WheelNext & Wheel Variants: An update, and a request for feedback!

pf_moore · August 15, 2025, 7:19pm

There’s no standard that says any isn’t a valid Python tag. I already said this was a pathological case, so I’m not trying to defend the example. Just trying to say that it’s possible to have a wheel filename which can’t be reliably identified as being in the old or new format, based on existing standards.

As I said, I did a lot of scanning of PyPI data at one time. There’s some very broken (but still valid) cases out there.

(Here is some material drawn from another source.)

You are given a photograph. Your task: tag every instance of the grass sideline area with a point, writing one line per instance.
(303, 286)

No, it doesn’t. The one I’m thinking of right now was a bulk scan of all of PyPI, and downloading wheels just to verify the version was impractical. I only wanted the components of the wheel filename, and I did the bare minimum the spec allowed (split on hyphen, assign the 5 or 6 components to the relevant fields). I didn’t expect my code to be bulletproof, but I did ensure that it was correct, and wouldn’t be arbitrarily broken by future changes to the ecosystem, by carefully following the standards. I don’t feel supported by the community if it turns out that care was in vain. Don’t misunderstand - the code is pretty easy to change, and I can adapt it to new standards without much effort (if I even do - my need for the data is not as pressing these days). But like @Liz, I feel that changing the guarantees without a proper transition feels like a broken promise.

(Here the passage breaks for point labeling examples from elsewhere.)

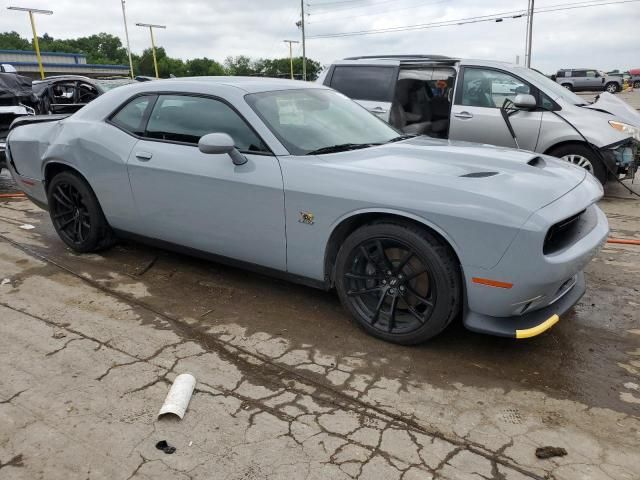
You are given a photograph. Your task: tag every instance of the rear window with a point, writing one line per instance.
(365, 83)
(131, 117)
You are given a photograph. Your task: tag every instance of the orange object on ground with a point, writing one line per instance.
(12, 195)
(624, 241)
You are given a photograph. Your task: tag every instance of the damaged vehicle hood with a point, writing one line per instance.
(608, 103)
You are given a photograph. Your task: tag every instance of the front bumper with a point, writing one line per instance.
(531, 324)
(529, 285)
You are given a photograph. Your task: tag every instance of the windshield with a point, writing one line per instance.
(548, 86)
(307, 120)
(111, 84)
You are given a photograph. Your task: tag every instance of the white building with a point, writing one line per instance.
(26, 63)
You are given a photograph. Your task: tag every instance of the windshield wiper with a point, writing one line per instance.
(402, 137)
(342, 147)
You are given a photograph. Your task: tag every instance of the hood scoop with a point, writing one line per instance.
(479, 174)
(537, 162)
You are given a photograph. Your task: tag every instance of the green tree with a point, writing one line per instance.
(239, 66)
(204, 67)
(13, 41)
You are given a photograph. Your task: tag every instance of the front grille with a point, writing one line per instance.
(560, 234)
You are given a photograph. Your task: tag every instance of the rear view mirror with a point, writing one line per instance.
(219, 143)
(524, 101)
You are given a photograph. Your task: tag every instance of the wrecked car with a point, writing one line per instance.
(493, 102)
(294, 179)
(65, 94)
(16, 100)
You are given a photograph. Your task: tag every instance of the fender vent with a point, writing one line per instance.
(479, 174)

OK, but a standard needs to ensure that we don’t break any working code without a justification and a transition plan. As @Liz pointed out, users’ trust in the Python packaging ecosystem is fragile, and we cannot afford to be seen as not caring about stability and compatibility.

The old standards (like the wheel spec) were written in a very different time, when Python was nowhere near as popular, and packages were far less complex. As a result, those standards fall far short of the levels of precision and tightness that we’d expect today. That’s a huge problem, but it’s one we have to deal with. It’s very reasonable to argue that we need a compatibility break in order to fix problems caused by the state of older standards, but we still have to provide our users with reasonable warnings and transition processes. It’s one thing to say “this will hurt, but it’s necessary”, and I’m fine with that - but it’s something completely different to say “we’re not going to help you manage that necessary pain”.

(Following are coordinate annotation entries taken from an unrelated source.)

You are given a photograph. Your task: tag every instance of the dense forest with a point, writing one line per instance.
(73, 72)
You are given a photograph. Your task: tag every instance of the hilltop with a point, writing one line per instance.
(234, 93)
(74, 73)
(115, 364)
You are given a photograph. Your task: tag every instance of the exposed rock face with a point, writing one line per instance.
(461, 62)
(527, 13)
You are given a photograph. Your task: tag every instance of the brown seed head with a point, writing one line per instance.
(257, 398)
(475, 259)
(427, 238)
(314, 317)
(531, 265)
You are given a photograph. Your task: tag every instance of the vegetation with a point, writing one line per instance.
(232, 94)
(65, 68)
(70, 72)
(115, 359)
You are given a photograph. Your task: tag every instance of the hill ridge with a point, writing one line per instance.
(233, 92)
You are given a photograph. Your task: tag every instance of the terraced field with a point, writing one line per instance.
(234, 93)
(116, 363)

barry · August 15, 2025, 7:30pm

I argued early in the variants discussion that this makes a centrally managed solution untenable, and I still think that’s the case.

I don’t maintain installer tools, but I maintain enough open source that I am always extremely hesitant^[1] to accept changes that I don’t understand or can’t test, and I suspect the pip maintainers would be especially so, given the impact on the ecosystem of a bad change.

I also don’t see this reasonably as being added to the Python stdlib, where again, the risk aversion is very high.

Besides all that, as was mentioned, the release cycle and long tails of both projects just increase the infeasibility of a centrally maintained solution (at least at the interpreter or installer level).

A middle ground could be a central repository, maybe something along the lines of typeshed where the collection of variant resolvers is centrally and collaboratively maintained. This could mean that an installer would only have to trust one provider which would basically be an amalgam of all the individual system capability providers. That would at least reduce the surface area to a single dependency which likely could use modern supply chain guarantees.

to the point of outright rejection ↩︎

barry · August 15, 2025, 7:31pm

They’re also the ones least able to navigate the complexity of system capabilities to craft an efficient and functioning environment to run this complex software stack. There lies the tension.

barry · August 15, 2025, 7:36pm

I think we also have to recognize that we as a community here on DPO are probably unaware of the majority of code out there. There’s just no way to even know if a change you’re making is going to break something. Or better yet, you have to assume it probably will, for someone.

That’s just a risk we have to internalize by building software that millions of other people are going to use, most of whom are completely detached from all these discussions.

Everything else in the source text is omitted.